What the UK is actually doing
The proposed rules would impose age or functionality restrictions on social media platforms for users under 16. A public consultation ran from March 2 to May 26, 2026, pulling in over 116,000 responses.
This isn’t the UK’s first swing at tech regulation. The Online Safety Act of 2023 already established a framework for holding platforms accountable for harmful content. The Children’s Wellbeing and Schools Act of 2026 built on that foundation.
The enforcement teeth are real. Under the Online Safety Act, platforms that fail to meet child safety duties face fines of up to 10% of global revenue or £18 million, whichever is higher.
Australia already moved in this direction, introducing similar under-16 rules on December 10, 2025. That rollout impacted roughly 4.7 million accounts by mid-December 2025.
The US pushback and why it didn’t work
The US embassy raised its objections on June 5, 2026, warning that the regulations would place a disproportionate burden on American companies. There were also questions about how age verification would actually work for users between 13 and 16, a cohort that currently accesses most platforms under existing terms of service.

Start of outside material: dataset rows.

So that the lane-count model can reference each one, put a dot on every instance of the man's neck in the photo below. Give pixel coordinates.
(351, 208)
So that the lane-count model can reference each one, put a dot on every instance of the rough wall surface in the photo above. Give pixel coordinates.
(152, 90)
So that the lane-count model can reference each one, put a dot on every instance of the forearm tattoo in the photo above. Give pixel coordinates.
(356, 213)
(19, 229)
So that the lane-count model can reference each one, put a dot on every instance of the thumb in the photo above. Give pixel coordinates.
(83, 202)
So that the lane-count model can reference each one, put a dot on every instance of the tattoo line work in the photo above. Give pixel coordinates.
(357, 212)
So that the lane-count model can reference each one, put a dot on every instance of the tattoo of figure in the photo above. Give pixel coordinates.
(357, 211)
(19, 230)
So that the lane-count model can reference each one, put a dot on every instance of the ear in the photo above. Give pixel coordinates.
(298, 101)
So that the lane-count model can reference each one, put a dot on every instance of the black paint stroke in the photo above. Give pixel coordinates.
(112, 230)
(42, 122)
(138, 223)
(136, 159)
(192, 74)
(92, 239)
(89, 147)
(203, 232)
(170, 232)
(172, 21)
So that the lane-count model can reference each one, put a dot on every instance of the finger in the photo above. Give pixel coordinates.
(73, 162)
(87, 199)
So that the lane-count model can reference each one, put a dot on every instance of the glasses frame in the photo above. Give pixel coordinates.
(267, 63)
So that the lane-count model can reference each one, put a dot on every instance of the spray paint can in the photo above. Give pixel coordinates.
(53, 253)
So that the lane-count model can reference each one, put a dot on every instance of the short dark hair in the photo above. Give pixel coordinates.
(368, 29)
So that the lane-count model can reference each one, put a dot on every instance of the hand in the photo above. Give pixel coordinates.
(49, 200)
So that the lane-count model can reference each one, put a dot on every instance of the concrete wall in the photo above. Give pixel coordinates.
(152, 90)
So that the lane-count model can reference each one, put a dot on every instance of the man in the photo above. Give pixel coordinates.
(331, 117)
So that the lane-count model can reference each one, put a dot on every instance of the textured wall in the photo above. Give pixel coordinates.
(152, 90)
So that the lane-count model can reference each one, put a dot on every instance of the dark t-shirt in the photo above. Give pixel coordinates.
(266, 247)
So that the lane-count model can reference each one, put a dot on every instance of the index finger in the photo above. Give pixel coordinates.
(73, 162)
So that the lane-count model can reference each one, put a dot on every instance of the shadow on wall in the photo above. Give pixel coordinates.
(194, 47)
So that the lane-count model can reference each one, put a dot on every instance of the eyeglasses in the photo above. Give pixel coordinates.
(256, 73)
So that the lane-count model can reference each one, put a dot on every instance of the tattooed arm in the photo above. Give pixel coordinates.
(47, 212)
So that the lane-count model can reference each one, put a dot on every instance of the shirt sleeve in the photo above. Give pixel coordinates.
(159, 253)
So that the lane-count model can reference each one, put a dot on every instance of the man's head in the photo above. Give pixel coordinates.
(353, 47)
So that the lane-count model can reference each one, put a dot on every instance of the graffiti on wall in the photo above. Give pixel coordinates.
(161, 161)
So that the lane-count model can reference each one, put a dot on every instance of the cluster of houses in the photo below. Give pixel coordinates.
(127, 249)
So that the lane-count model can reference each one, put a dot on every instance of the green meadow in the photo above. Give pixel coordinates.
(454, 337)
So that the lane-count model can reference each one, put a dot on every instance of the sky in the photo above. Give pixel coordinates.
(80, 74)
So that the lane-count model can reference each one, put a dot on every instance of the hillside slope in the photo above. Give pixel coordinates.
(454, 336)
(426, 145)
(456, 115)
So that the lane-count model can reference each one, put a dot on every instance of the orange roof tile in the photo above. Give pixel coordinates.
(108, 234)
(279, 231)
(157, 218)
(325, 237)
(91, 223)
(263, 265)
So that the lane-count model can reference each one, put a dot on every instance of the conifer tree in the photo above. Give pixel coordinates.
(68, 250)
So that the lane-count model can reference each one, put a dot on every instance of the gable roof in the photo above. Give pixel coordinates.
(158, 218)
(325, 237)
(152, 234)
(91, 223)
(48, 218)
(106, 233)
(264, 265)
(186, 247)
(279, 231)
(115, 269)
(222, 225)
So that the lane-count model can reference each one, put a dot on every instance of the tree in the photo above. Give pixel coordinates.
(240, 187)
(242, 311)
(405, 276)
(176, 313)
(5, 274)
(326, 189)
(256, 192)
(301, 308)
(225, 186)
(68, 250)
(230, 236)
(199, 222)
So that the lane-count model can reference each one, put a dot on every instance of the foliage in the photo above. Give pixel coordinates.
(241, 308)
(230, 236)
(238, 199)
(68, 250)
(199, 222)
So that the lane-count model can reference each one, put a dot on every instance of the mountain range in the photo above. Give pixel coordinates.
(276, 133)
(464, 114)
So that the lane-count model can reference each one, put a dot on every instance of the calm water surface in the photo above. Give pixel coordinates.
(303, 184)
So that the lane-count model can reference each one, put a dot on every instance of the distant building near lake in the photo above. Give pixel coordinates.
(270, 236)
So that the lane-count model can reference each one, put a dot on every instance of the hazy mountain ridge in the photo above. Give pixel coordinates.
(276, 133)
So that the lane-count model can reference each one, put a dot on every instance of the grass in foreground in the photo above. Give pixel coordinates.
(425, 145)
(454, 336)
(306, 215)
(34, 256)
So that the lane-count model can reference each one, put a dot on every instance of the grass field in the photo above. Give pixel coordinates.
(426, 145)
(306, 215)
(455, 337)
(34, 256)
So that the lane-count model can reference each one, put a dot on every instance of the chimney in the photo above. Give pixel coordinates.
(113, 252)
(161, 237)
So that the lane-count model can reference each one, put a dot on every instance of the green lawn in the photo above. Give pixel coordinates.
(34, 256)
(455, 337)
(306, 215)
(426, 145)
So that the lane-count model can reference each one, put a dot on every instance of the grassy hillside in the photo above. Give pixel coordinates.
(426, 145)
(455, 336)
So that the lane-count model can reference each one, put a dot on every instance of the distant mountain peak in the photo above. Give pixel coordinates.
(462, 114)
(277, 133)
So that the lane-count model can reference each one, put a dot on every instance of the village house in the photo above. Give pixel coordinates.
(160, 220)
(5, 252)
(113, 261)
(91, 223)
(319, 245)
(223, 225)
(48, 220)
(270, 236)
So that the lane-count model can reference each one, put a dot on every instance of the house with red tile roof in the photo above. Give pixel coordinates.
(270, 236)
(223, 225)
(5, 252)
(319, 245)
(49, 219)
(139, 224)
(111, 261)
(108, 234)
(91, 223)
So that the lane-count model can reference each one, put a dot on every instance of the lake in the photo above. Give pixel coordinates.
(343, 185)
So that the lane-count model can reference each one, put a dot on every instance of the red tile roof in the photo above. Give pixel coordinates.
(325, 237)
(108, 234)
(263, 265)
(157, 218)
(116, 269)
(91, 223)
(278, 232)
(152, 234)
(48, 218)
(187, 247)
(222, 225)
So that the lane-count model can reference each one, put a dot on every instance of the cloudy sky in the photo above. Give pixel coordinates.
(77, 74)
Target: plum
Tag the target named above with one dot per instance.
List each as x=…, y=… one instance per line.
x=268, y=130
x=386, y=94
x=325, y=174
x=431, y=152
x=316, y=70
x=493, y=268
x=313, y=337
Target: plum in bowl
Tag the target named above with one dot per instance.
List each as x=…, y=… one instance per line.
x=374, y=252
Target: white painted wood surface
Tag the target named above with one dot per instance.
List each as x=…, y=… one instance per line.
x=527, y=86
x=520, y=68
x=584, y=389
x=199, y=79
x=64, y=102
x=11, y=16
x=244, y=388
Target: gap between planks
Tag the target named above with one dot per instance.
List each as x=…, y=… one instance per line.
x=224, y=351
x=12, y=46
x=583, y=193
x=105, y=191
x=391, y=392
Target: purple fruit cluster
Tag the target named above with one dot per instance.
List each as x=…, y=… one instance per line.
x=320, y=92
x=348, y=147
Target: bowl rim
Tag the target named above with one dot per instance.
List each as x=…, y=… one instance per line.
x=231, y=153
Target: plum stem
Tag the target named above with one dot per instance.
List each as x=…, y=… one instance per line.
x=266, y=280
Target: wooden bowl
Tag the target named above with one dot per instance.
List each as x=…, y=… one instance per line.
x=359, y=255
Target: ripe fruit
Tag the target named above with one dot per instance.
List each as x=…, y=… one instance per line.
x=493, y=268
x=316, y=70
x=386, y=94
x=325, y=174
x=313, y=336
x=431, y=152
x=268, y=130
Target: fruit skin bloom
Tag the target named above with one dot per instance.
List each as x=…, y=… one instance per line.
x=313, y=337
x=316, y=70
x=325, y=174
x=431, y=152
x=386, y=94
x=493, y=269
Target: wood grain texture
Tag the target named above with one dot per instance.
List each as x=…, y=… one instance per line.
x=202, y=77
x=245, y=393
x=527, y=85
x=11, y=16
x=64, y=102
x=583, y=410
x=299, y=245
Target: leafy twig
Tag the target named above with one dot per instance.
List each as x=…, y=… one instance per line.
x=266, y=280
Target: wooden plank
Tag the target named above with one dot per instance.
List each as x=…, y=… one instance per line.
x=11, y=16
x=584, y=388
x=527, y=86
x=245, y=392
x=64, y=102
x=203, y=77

Kendall’s response was effectively: we hear you, and we’re doing it anyway. Prime Minister Keir Starmer has positioned child safety measures as a core policy priority.
Why crypto and Web3 should be paying attention
Age verification at scale requires robust identity systems. That’s precisely the space where decentralized identity (DID) protocols and zero-knowledge proof solutions have been positioning themselves.
Decentralized social media platforms would face an uncomfortable question: do you comply with UK age restrictions, or do you become effectively illegal in the country? The UK has shown it’s willing to pursue aggressive remedies including ISP-level blocking.
Ten percent of global revenue is the kind of penalty designed to make even the largest companies take notice. If that enforcement model proves effective for child safety, expect regulators to extend the template to other areas: financial promotion rules, anti-money laundering obligations, consumer protection mandates.